Nel 1652 è la volta del fisco spagnolo che avvia le pratiche legali per accaparrarsi i due bacini, come era già avvenuto per altri laghi. La contesa tra Regia Camera e proprietari andò avanti per tre anni e venne conclusa dall’esborso di somme da parte dei privati, i quali riuscirono così ad avere la meglio nel braccio di ferro con i governanti spagnoli. Tra il Seicento e il Settecento le notizie riguardanti il lago sono piuttosto scarne, ma si sa che continuavano le controversie tra successioni, vendite, donazioni e abusi nella pesca.

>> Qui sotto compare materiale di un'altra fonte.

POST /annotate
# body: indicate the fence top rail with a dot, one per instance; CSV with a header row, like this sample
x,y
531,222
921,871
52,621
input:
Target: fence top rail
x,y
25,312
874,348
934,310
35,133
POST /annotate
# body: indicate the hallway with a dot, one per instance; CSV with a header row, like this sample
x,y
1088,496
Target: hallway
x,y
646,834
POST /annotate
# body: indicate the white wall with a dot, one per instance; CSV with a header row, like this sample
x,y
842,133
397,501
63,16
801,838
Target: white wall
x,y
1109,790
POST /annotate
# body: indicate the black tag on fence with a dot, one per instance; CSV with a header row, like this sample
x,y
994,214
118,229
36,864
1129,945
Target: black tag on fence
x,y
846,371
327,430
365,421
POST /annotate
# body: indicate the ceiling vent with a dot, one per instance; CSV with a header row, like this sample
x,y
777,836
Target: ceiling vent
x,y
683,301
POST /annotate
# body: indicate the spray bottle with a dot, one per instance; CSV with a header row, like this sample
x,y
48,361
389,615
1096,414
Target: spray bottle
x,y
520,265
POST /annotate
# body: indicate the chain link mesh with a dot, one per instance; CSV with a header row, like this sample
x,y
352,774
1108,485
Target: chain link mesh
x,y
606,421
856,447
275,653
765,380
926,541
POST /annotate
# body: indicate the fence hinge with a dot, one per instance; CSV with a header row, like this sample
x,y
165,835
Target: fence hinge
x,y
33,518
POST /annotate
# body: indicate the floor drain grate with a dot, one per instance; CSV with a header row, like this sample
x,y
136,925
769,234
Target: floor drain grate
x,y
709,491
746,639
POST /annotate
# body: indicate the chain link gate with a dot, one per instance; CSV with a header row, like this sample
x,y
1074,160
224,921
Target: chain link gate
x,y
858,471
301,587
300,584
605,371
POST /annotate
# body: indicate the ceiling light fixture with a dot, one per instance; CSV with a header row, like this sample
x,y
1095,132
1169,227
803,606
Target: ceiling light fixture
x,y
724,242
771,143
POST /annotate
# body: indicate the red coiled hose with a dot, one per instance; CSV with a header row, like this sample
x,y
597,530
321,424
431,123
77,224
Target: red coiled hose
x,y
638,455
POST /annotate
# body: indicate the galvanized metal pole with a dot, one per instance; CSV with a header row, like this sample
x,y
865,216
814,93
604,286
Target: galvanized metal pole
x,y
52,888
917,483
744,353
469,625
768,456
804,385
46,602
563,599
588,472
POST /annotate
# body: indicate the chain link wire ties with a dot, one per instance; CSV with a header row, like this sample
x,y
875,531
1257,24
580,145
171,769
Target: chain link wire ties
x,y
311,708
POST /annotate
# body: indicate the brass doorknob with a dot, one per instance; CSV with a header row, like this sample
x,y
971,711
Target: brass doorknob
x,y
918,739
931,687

Nel Settecento l’eccessivo prelievo di pesci mette in allarme i proprietari. Si può dire che la prima volta l’ecologia si fa strada tra chi riteneva che la natura si potesse sfruttare senza alcun limite. Ci si rese conto che il prelievo sconsiderato di pesce, soprattutto di piccola taglia, privava i pesci più grossi del cibo indispensabile provocando l’impoverimento del lago con gravi conseguenze sull’attività dei pescatori. Venne perciò vietato l’uso di reti con maglie eccessivamente sottili e si impose un peso minimo per il pesce pregiato, con divieto di pesca durante il periodo di riproduzione. Per chi contravveniva a queste norme le pene erano molto severe: si andava dalla multa al carcere. Il provvedimento ebbe un qualche effetto perché verso la fine dell’Ottocento il lago era considerato abbondantemente pescoso.